The next two sections of chapter 4, “Jesus as god/God” and “Last Adam, mediator and heavenly intercessor,” examine Christ’s identification with deity and with other roles. Dunn is careful to paint an ambiguous picture of Christ’s identification with God in the first section, but he also reads quite a bit more into the proof-texting of some New Testament authors than I think is warranted. For instance, he discusses the appropriation in Hebrews 1 of different Hebrew Bible texts in reference to Jesus, but he accounts for the fact that they originally had subjects like God or the king by assuming some kind of “transferred sense” whereby the original subject is understood by the author of Hebrews to have been identified in some capacity with the updated application. This hermeneutic is extended in the following pages in discussing Christ as the “last Adam.” Dunn addresses the fact that Pss 110:1 and 8:4–6 are reapplied to Christ in New Testament literature, and then tries to reconcile that reading with the original context. The quotation of Ps 8:4–6 in Heb 2:6–9 is interpreted by the author, according to Dunn, in terms of its Christological as well as its human application, despite the fact that the author of Hebrews adapts the text exclusively to a messianic reading. That that author had to excise one of the psalm’s cola in order to make it applicable to Christ is overlooked.

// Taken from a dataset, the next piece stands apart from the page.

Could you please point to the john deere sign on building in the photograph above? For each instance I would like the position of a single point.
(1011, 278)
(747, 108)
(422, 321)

The last two section of chapter 4 provide a reassessment of the idea of “divine identity” and then conclude the chapter. In the former, Dunn suggests that divine “equation” is a better term than divine “identity.” The first, he says, means that “for some values of A and/or some values of B, A and B are the same.” The “identity formula” means A and B are the same for all values. The chapter concludes with the notion that Jesus was not worshipped as fully God, or as a separate god, but that God was worshipped “in and through” Jesus.

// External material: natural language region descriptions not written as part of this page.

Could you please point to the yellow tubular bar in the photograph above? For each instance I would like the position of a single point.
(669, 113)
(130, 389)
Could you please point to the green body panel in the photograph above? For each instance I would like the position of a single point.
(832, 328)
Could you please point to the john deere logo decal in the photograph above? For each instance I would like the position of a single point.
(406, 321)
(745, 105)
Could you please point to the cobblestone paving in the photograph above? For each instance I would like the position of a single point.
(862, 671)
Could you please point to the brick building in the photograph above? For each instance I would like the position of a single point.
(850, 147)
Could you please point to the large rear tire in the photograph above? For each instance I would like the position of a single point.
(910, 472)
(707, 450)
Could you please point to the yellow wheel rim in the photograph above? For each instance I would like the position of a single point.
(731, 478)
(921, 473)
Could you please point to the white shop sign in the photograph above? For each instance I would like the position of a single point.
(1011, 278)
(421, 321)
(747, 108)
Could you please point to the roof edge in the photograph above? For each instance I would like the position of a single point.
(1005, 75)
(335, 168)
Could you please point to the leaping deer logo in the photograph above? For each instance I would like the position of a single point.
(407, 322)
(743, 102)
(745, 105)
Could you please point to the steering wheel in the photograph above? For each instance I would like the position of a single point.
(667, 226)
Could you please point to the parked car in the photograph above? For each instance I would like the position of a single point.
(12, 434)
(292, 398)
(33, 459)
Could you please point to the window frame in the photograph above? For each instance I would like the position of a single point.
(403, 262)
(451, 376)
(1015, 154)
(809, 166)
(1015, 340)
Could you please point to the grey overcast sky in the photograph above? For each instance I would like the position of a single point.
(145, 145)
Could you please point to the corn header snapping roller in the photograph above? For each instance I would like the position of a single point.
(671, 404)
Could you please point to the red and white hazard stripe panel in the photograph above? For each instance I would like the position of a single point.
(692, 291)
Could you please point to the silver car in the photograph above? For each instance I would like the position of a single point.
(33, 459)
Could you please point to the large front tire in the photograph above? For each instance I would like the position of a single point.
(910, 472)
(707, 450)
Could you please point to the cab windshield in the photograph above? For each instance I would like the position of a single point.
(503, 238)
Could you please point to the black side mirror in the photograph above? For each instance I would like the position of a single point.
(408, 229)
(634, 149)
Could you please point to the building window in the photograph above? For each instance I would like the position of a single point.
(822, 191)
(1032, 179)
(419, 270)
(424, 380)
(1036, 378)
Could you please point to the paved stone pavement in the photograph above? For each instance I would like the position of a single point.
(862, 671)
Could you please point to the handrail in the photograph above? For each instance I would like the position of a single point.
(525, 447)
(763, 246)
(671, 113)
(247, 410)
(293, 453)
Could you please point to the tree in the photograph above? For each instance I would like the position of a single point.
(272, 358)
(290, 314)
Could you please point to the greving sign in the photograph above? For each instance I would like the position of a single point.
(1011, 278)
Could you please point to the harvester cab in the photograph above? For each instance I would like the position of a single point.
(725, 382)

In the conclusion to Dunn’s volume, he answers the titular question with a qualified “no.” Christ was not worshipped in and of himself. His qualification follows. God was worshipped through Jesus:

So our central question can indeed be answered negatively, and perhaps it should be. But not if the result is a far less adequate worship of God. For the worship that really constitutes Christianity and forms its distinctive contribution to the dialogue of the religions, is the worship of God as enabled by Jesus the worship of God as revealed in and through Jesus.

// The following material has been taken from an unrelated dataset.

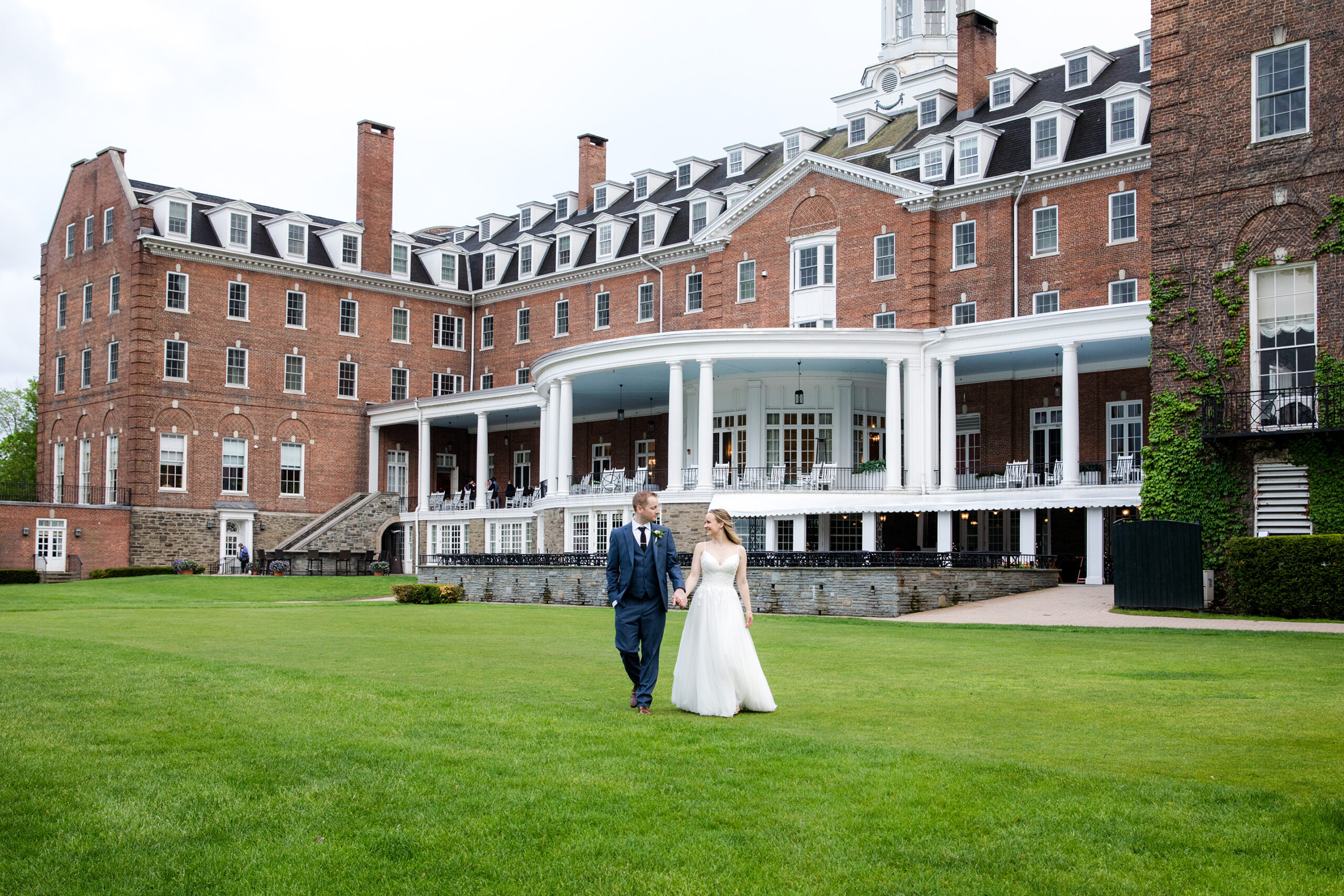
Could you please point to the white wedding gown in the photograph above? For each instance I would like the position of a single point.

I find this conclusion unsatisfactory. Dunn’s retrojection of modern notions of Trinity and monotheism onto the question bear too heavily on his identification of worship in the early Church. He neglects a number of instances where worship was said to be offered, or potentially offered, to beings other than God. Most egregiously, he dismisses the worship of humans described in Rev 3:9 with a flippant and poor argument, despite the fact that he highlights the same honor said to be given to humans in Rev 3:21 as an indication of an unqualified high christology when given to Christ. He brings to the central question the presupposition that only God the Father can be worshipped (effectively begging the question), and sets off to describe a way to work Jesus into the equation. Not surprisingly, he arrives at a Protestant trinitarian understanding of early Christianity. The question could have been answered in a more illuminating manner without that presupposition. The book no doubt would have sold far fewer copies, however.